Un cancer prostatique qui réapparaît dans la prostate après un traitement initial par radiothérapie est une situation complexe, mais loin d’être sans solution. Une idée fausse répandue est qu’il n’y a plus rien à faire ou que la chirurgie est impossible. En réalité, la prostatectomie de rattrapage (chirurgie après radiothérapie) est une option pour certains patients soigneusement sélectionnés, présentant une récidive localisée et en bonne santé générale. Bien qu’elle soit beaucoup plus technique et qu’elle comporte des risques d’effets secondaires plus importants que la prostatectomie d’emblée, surtout en termes d’incontinence urinaire sévère, de troubles érectiles et d’infections locales, elle reste une option à explorer. Au-delà de la chirurgie, nous disposons d’un éventail d’autres traitements de rattrapage.

Les thérapies focales, comme l’ultrason focalisé de haute intensité, permettent de cibler la tumeur récurrente tout en préservant les tissus sains. La ré-irradiation par curiethérapie ou par radiothérapie stéréotaxique est une autre option précise et très efficace, délivrant des doses élevées de rayonnement sur la zone de récidive. Des traitements hormonaux ou systémiques peuvent également être proposés, selon les cas. Une approche multidisciplinaire est essentielle pour personnaliser la stratégie.

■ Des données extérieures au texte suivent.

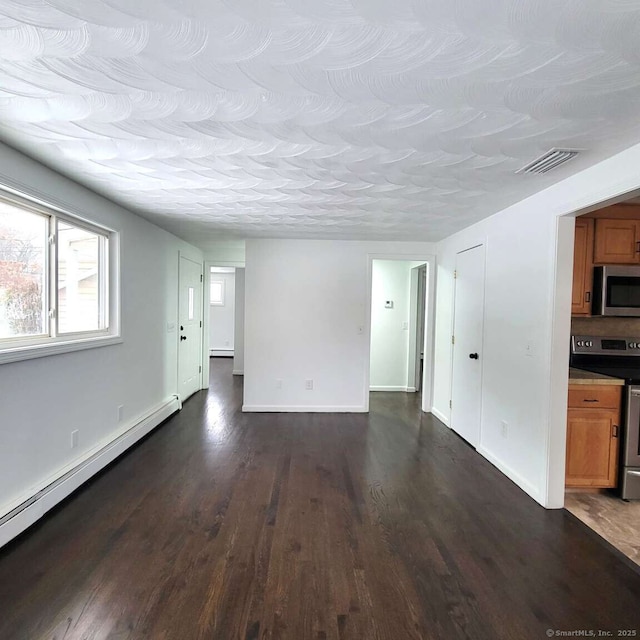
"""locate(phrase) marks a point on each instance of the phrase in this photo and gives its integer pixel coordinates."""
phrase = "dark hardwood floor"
(226, 525)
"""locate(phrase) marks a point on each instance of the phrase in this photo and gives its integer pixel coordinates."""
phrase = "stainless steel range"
(620, 358)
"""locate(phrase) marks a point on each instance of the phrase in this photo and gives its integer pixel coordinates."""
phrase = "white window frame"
(18, 348)
(222, 292)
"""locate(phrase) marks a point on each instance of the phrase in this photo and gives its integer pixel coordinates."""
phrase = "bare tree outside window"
(23, 237)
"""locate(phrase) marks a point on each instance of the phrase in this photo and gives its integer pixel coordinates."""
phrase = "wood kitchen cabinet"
(593, 430)
(582, 267)
(617, 241)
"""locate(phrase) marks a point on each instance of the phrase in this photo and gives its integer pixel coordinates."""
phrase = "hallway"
(224, 525)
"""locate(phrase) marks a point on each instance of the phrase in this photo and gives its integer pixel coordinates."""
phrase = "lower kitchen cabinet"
(593, 430)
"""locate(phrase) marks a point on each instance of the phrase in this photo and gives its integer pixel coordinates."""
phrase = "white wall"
(391, 280)
(225, 253)
(528, 289)
(238, 351)
(43, 400)
(306, 304)
(222, 317)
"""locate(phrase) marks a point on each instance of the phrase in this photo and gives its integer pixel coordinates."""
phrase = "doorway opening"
(190, 327)
(398, 317)
(601, 458)
(225, 318)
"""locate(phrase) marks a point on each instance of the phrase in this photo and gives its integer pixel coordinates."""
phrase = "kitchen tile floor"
(615, 520)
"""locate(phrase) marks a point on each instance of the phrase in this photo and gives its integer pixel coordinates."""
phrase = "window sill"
(28, 352)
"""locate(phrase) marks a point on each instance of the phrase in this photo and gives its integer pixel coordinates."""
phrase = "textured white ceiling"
(354, 119)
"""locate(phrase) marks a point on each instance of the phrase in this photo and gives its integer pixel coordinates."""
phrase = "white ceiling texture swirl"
(352, 119)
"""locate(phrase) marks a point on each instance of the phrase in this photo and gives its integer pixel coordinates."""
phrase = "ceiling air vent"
(550, 160)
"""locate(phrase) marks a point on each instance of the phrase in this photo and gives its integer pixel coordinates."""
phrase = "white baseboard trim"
(388, 388)
(66, 480)
(515, 477)
(440, 416)
(254, 408)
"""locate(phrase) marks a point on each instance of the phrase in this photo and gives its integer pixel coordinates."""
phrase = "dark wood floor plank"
(224, 525)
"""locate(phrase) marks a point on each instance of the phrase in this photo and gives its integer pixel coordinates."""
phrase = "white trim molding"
(392, 388)
(18, 518)
(438, 414)
(249, 408)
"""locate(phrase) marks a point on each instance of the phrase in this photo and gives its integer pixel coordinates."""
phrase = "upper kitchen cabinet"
(582, 267)
(617, 241)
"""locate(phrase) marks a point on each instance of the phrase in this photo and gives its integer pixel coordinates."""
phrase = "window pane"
(217, 292)
(190, 303)
(78, 279)
(23, 240)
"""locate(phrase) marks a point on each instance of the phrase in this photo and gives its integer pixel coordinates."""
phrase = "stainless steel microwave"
(616, 291)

Il est crucial que les patients sachent qu’une rechute ne signifie pas l’absence d’options : il y a toujours des voies à explorer.

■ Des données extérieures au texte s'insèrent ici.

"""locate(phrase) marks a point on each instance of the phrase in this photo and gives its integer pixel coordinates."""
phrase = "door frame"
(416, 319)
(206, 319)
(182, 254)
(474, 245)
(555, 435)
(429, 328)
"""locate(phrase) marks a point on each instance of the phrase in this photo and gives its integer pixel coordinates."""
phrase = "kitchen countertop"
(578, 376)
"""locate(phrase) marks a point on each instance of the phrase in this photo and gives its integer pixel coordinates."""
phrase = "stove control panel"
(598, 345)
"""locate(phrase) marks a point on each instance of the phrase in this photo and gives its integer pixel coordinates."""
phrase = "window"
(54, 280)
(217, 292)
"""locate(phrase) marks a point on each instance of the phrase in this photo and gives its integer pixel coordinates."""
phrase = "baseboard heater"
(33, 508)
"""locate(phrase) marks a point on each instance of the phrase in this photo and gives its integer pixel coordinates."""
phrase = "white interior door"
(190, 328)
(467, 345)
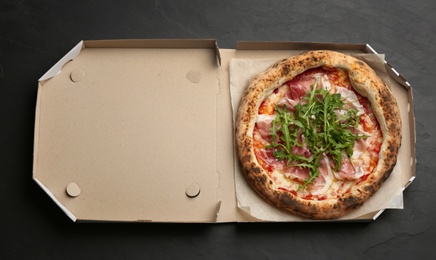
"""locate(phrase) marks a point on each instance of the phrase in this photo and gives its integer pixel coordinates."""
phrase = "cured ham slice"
(324, 180)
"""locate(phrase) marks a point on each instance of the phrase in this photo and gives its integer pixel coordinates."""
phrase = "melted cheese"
(365, 155)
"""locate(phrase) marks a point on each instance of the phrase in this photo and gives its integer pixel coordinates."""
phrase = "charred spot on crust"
(352, 202)
(246, 158)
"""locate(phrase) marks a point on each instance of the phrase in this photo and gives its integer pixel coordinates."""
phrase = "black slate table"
(34, 35)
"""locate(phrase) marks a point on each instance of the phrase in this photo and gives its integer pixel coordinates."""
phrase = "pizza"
(317, 134)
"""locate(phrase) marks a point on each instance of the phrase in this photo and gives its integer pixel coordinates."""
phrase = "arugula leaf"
(324, 131)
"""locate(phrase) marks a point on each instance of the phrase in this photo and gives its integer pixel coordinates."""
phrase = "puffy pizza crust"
(367, 83)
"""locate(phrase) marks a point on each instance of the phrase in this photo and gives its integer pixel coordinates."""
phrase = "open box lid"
(141, 130)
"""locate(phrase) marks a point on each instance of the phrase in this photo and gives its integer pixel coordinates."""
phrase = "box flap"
(133, 129)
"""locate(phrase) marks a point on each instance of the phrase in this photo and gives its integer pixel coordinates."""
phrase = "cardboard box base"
(142, 130)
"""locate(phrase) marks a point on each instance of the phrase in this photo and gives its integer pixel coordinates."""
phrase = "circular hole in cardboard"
(193, 190)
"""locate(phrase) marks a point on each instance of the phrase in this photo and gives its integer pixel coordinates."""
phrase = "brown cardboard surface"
(135, 123)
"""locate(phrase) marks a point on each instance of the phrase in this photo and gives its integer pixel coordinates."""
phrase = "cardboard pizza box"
(142, 131)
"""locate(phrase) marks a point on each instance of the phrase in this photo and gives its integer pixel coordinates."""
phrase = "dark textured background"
(34, 35)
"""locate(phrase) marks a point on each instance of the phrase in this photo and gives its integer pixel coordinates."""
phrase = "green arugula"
(324, 132)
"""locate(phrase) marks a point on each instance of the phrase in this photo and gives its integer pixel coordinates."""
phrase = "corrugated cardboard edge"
(63, 208)
(57, 68)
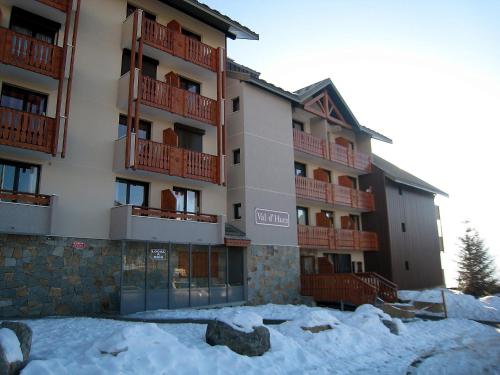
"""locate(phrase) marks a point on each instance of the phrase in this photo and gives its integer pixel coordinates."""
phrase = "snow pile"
(244, 321)
(458, 305)
(11, 346)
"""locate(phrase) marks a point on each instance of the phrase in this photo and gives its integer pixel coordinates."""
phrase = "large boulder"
(11, 356)
(254, 343)
(24, 335)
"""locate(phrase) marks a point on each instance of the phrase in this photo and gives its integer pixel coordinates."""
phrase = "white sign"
(158, 254)
(273, 218)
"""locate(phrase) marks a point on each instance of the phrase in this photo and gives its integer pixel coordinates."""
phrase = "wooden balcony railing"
(310, 144)
(169, 98)
(336, 239)
(28, 198)
(174, 161)
(339, 287)
(170, 214)
(350, 158)
(26, 130)
(62, 5)
(309, 188)
(177, 44)
(30, 53)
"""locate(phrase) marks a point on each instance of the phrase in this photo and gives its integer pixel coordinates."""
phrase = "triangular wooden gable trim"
(327, 109)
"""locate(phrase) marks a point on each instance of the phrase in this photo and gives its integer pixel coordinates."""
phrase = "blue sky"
(424, 73)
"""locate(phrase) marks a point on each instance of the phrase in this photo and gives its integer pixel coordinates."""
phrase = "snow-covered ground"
(358, 343)
(458, 305)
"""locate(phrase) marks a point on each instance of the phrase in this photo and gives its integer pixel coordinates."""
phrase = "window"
(144, 128)
(20, 177)
(187, 200)
(131, 192)
(23, 100)
(302, 216)
(236, 104)
(149, 65)
(355, 222)
(32, 25)
(188, 85)
(300, 169)
(298, 125)
(132, 8)
(191, 35)
(189, 138)
(237, 211)
(236, 156)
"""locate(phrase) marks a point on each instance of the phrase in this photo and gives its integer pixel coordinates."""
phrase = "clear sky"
(424, 73)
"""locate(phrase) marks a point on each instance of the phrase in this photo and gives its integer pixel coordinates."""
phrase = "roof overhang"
(204, 13)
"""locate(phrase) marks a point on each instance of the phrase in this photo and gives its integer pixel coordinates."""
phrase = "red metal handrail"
(169, 98)
(172, 214)
(26, 130)
(174, 161)
(28, 198)
(179, 45)
(30, 53)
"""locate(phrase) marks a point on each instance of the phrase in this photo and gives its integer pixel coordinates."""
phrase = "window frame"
(18, 165)
(128, 182)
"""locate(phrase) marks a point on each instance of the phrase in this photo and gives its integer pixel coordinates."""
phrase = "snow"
(358, 343)
(11, 346)
(458, 305)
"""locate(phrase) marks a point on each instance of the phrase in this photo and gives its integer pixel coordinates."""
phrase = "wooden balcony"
(309, 144)
(62, 5)
(309, 188)
(173, 161)
(336, 239)
(350, 158)
(29, 53)
(179, 45)
(27, 130)
(163, 96)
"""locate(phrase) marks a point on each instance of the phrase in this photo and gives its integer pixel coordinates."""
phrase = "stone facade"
(273, 274)
(42, 275)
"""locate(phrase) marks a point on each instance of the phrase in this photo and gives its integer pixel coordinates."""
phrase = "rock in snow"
(24, 335)
(251, 344)
(11, 356)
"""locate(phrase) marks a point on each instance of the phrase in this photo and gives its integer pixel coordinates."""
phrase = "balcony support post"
(131, 90)
(60, 84)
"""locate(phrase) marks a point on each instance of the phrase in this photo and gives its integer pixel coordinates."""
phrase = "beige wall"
(84, 180)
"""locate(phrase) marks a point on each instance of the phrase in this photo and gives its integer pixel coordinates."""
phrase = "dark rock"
(316, 329)
(251, 344)
(393, 327)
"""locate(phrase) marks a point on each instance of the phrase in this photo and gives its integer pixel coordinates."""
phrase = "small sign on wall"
(273, 218)
(158, 254)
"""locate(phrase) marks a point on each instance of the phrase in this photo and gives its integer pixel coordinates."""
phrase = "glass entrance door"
(157, 276)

Un dernier message pour nos lecteurs ?

Les traitements du cancer de la prostate ont considérablement progressé ces dernières années, offrant de meilleures chances de succès et une qualité de vie préservée. Prenez le temps de consulter un urologue et un radio-oncologue pour trouver l’approche et le traitement qui vous conviennent le mieux.